Summary of my understanding from this set of lectures:

- Gradient Descent takes a lot of epochs to converge to minima especially for smooth contours, thus increasing computation costs. Thus, Momentum based GD (MGD) came into picture
- MGD uses historical information (exponentially increasing ) as a factor to boost the learning rate and travel faster to minima. However, as it uses longer strides in ends up making a lot of large u-turns to reach minima
- Nesterov Accelerated Gradient (NAG) uses historical information but with cautious, i.e. it makes a correction by calculating a temporary GD based on just the historical factor and not latest GD
- The GD does not work practically for sparse features with low learning rates. It will take them forever to converge. Thus the need to have an Adaptive GD (or Adagrad) where the learning rate is enhanced artificially for sparse features by using history factor (which is usually lower for sparse features due to their sparseness) in the denominator of learning rate
- Problem with Adagrad is it decays the learning rate so fast that it doesn’t converge to minima as it becomes practically zero (historical factor in denominator very huge) till sparse features weights are converged to their ideal values. Gives rise to RMSProp Gradient
- RMSProp decelerates the learning rate by adding an exponentially decaying term (beta - any value between 0 and 1) to the history factor.

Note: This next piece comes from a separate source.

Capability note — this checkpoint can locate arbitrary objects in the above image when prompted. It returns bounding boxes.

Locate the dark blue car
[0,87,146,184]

This still ensures that the effective learning rate for sparse and dense features are different
- Adam Gradient Descent (or just Adam) combines the best of the world from Momentum GD and RMSProp. It uses the history factor for gaining momentum on flat surfaces and also the same history factor to render efficient learning rate till converging to minima

In the lecture, we are told that a combination of Momentum GD and RMRProp is mostly used in practical world. Isn’t the same combination equal to Adam Gradient Descent, that uses best of both the worlds?